The introduction of the newly repleased iPhone 4S in Beijing, China turned ugly on Friday morning when the company failed to open its store and a frustrated crowd consisting of loyal Apple phone users reacted by pelting the store’s gleaming glass walls with eggs.
“Apple Inc. said it had temporarily suspended sales of all iPhones at its five mainland China stores out of concern for the safety of customers and employees. However, these phones will still continue to be offered online, through the company’s official partner, Unicom, and at authorized resellers. The statement did not say when Apple stores would resume selling the iPhone 4S.
Demand for iPhones in China far exceeds supply, which has spawned an army of scalpers who hire migrant workers to snap up products that the scalpers then resell at much higher prices.
A large group of people of more than 1,000 who gathered outside the Apple store on Friday in the Sanlitun district of Beijing included organized teams of migrant workers, identifiable by matching armbands or hats. Some of the migrant workers said they were bused in and promised payment of 100 renminbi, or about $16, for purchasing a phone.

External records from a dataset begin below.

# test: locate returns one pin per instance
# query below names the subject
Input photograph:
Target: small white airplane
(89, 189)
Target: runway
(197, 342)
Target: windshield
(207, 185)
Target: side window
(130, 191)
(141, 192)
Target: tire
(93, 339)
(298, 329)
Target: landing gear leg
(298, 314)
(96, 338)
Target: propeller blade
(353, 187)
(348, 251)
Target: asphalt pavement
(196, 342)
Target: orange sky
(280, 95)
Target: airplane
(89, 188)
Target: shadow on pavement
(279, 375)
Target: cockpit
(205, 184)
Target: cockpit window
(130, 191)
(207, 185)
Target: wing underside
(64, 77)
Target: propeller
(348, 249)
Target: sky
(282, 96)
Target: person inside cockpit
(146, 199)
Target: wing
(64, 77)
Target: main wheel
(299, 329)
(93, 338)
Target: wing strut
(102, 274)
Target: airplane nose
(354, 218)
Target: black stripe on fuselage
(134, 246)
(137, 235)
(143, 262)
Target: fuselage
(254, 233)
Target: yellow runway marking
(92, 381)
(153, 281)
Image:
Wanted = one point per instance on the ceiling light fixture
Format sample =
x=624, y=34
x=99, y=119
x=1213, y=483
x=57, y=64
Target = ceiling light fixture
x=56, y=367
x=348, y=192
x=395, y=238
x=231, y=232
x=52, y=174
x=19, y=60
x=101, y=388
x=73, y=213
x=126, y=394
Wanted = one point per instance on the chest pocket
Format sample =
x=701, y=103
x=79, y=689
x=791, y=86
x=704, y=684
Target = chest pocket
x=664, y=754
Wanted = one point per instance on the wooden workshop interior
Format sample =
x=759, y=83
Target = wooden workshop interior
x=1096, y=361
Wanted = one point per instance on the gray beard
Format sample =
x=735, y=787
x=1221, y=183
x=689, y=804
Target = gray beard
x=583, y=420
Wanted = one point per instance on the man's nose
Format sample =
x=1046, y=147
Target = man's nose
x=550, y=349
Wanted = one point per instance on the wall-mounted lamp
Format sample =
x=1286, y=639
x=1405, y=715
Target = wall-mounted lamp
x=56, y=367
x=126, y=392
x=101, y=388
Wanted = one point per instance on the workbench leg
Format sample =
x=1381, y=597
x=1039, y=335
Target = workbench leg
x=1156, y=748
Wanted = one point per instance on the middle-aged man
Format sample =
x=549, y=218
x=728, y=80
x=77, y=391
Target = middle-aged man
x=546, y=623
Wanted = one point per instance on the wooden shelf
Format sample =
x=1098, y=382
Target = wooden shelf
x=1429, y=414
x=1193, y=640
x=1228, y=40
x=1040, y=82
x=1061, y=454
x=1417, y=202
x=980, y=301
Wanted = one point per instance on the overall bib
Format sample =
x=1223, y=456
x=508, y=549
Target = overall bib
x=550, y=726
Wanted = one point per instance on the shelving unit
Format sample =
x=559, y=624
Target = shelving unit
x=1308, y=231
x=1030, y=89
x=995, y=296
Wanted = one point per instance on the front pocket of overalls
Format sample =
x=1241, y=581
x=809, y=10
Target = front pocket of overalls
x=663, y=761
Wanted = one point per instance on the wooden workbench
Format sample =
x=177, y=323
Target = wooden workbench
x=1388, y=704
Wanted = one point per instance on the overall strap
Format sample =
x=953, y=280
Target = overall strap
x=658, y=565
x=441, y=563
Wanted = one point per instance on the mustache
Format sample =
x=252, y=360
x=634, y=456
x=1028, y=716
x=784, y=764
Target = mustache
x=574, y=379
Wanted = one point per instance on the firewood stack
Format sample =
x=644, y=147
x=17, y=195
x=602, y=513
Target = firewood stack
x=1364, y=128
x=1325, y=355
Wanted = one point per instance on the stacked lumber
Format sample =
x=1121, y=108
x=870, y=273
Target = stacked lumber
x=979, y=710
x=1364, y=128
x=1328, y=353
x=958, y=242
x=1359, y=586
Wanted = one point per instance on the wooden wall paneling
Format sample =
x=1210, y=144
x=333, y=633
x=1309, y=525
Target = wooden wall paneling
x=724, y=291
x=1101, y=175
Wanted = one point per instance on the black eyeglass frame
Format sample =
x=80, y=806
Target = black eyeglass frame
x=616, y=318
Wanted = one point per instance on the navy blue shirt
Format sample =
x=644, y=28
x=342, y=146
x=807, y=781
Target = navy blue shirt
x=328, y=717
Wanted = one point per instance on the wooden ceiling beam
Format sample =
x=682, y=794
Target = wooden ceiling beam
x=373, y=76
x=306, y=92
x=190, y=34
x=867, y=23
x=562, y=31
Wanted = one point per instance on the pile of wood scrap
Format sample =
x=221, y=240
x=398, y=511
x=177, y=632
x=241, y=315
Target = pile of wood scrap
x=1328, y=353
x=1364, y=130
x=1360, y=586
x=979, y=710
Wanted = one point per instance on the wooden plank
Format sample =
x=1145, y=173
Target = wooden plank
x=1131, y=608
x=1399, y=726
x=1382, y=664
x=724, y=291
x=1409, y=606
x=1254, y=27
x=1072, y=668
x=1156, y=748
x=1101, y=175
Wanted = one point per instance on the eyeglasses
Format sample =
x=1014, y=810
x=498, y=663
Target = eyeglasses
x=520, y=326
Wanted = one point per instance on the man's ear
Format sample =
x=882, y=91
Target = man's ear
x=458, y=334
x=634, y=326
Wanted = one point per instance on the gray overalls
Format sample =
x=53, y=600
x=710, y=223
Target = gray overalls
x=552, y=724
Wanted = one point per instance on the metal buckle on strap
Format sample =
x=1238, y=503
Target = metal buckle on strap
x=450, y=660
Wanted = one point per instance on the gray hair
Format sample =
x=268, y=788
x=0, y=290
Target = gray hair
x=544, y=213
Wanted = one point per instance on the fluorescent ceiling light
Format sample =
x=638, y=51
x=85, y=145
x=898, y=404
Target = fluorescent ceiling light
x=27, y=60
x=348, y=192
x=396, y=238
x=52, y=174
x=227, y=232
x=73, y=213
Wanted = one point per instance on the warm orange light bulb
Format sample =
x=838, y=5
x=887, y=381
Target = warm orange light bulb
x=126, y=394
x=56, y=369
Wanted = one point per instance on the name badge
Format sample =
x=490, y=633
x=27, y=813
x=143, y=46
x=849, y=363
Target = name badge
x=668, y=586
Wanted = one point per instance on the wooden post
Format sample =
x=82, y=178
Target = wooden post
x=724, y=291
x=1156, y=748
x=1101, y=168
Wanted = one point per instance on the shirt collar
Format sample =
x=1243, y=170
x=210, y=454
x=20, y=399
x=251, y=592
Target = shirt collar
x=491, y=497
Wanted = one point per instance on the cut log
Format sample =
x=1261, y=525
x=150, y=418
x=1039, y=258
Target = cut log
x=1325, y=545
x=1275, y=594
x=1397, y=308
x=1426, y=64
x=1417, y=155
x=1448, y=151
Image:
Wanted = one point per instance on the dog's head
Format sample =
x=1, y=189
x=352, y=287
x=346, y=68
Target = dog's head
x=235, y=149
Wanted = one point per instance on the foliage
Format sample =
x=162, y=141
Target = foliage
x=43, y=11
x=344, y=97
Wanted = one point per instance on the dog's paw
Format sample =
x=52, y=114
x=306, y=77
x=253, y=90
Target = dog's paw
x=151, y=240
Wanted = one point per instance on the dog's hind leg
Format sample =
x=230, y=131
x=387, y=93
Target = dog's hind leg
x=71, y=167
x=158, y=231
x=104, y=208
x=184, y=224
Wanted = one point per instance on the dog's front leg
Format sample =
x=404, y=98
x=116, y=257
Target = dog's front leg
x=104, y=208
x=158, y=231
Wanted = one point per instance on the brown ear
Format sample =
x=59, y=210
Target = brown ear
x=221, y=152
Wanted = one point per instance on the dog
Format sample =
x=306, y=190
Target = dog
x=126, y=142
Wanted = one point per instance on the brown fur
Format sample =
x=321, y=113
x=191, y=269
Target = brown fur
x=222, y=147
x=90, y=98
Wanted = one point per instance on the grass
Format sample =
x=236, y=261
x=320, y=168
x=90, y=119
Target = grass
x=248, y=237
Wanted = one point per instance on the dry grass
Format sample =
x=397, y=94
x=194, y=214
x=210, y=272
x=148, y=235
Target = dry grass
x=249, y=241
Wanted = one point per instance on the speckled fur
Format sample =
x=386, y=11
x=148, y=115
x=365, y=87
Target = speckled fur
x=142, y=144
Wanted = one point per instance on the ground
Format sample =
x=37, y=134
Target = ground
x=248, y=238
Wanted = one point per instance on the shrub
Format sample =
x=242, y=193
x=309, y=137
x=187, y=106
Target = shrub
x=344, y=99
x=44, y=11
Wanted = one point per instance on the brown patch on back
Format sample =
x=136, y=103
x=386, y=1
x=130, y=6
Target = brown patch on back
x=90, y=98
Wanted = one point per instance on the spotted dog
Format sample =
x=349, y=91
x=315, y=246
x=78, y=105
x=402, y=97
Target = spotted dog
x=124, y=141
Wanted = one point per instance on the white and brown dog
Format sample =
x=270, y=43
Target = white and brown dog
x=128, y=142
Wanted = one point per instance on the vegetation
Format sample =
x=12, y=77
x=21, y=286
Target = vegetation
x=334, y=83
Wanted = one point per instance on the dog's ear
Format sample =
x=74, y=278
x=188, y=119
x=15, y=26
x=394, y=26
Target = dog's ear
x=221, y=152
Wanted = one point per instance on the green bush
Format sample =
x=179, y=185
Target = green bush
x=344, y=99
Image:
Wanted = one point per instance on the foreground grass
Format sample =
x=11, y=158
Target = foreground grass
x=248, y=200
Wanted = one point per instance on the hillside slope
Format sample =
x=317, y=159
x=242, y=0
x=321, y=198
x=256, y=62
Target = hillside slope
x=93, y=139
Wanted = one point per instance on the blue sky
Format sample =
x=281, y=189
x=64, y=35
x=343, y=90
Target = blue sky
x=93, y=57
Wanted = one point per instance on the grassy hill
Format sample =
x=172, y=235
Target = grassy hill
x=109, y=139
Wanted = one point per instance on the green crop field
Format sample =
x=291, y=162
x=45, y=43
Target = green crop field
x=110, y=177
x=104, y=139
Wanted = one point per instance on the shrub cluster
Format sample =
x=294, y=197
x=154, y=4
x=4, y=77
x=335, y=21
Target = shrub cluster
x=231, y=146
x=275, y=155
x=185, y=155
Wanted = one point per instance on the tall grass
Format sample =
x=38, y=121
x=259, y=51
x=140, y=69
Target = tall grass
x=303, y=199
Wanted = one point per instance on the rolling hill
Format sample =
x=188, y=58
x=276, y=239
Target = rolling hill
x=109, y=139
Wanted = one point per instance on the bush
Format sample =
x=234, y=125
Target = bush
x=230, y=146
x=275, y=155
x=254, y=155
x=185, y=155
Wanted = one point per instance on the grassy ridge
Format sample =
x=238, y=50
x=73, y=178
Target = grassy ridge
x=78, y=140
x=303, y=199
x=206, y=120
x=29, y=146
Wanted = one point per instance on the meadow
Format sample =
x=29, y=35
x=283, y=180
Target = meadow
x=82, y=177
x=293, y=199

Wary of unrest, police ordered the store not to open, according to one source familiar with the situation. Furious, some would-be customers threw eggs. Police controlled the crowd and temporarily shut off the store.
Those recruited by scalpers were particularly angry. Some said the store’s closing meant that they would get only 10 renminbi, meant as a food allowance, after standing in line all night in freezing temperatures.
It was the second time in less than a year that the Sanlitun store had been forced to temporarily close while trying to offer a new product. In May, four people were injured and a glass door was smashed when a crowd waiting to buy the iPad 2 turned disorderly, according to China Daily,” New York Times said in a post.
At other store in Beijing and the three stores in Shanghai, the phone sold out quickly, leaving some customer disappointed, but with there is no reports of incidents.
China is the Apple’s fastest-growing market: with just five of the it’s stores, and the country accounts for one-sixth of its global sales. Tim Cook, the CEO of Apple, said last week that “customer response to our products in China has been off the charts.”